Colhia Santana os louros da agenda badalada até que surgiu a denúncia de que a cena do perigo iminente — pneus amontoados no meio da rua em um bairro de Brazlândia — era forjada. Aí começou a rebordosa. Rollemberg abriu procedimento para investigar o caso. E Santana revidou: “Tenho a impressão de que trabalhar incomoda, sobretudo preguiçoso.” Não é preciso a perspicácia de Sherlock Holmes para pressupor a quem o vice queria atacar.
Foi a vez de Rollemberg desferir seu golpe. Deixou vazar que a autoria da maquiagem no dia do evento, em Brazlândia, já tem RG e CPF conhecidos. A iniciativa teria partido de um assessor de Santana. Espirrou sangue cenográfico para todo o lado.
Dizem que Rollemberg e Santana brigam para ver quem aparece mais. Senhores, se for esse o motivo, não se matem, por gentileza. Com tanta coisa por fazer no DF, não vai faltar serviço, nem se as tarefas fossem distribuídas entre uma dúzia de governadores.

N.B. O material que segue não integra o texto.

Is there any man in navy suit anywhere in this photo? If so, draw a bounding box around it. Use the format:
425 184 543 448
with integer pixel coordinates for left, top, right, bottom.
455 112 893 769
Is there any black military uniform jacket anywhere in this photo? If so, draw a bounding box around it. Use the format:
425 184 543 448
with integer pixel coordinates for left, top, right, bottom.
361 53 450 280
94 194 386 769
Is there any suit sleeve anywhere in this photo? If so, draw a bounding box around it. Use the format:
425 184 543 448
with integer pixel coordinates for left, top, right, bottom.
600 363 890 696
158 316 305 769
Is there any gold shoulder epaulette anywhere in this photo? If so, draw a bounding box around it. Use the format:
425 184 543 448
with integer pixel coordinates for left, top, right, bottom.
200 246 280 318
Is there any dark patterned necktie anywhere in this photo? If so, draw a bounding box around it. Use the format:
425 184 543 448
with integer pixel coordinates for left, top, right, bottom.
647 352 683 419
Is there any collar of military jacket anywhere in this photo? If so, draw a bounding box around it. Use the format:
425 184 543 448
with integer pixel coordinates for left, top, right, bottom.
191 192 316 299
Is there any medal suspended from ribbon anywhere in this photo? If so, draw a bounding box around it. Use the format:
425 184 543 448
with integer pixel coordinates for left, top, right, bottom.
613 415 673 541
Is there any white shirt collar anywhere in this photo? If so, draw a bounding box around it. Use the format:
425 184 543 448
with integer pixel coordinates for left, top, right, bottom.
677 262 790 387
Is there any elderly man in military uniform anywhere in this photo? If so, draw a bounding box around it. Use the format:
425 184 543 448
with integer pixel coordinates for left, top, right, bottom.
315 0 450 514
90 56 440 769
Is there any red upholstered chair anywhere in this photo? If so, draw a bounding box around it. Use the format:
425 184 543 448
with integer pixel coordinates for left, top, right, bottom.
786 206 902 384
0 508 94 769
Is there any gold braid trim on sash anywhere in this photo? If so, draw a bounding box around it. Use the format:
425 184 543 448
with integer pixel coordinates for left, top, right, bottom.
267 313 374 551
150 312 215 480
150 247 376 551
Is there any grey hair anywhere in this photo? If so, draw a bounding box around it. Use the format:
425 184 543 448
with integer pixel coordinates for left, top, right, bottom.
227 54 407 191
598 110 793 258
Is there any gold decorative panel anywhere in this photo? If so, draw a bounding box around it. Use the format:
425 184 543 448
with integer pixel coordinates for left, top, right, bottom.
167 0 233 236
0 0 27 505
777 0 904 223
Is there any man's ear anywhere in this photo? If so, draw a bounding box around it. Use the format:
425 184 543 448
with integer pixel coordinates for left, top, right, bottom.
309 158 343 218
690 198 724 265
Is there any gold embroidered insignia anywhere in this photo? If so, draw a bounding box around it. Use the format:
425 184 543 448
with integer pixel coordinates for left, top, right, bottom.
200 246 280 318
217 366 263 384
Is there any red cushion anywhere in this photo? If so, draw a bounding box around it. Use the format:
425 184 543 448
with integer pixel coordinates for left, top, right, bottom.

Aliás, desvendar quem plantou os pneus na cena “do crime” talvez seja a mais tola das respostas que o governo poderia oferecer aos cidadãos neste momento.
Queremos saber, com a mesma agilidade do desfecho no episódio dos pneus, por que o GDF diminuiu os investimentos para conter doenças como a dengue? Como o governo vai superar a crise na Segurança Pública (que acaba de deixar escapar dez detentos perigosíssimos de seu sistema)? Quanto tempo mais teremos de lidar com este transporte ineficiente que abastece a capital da República? Alguém, por favor?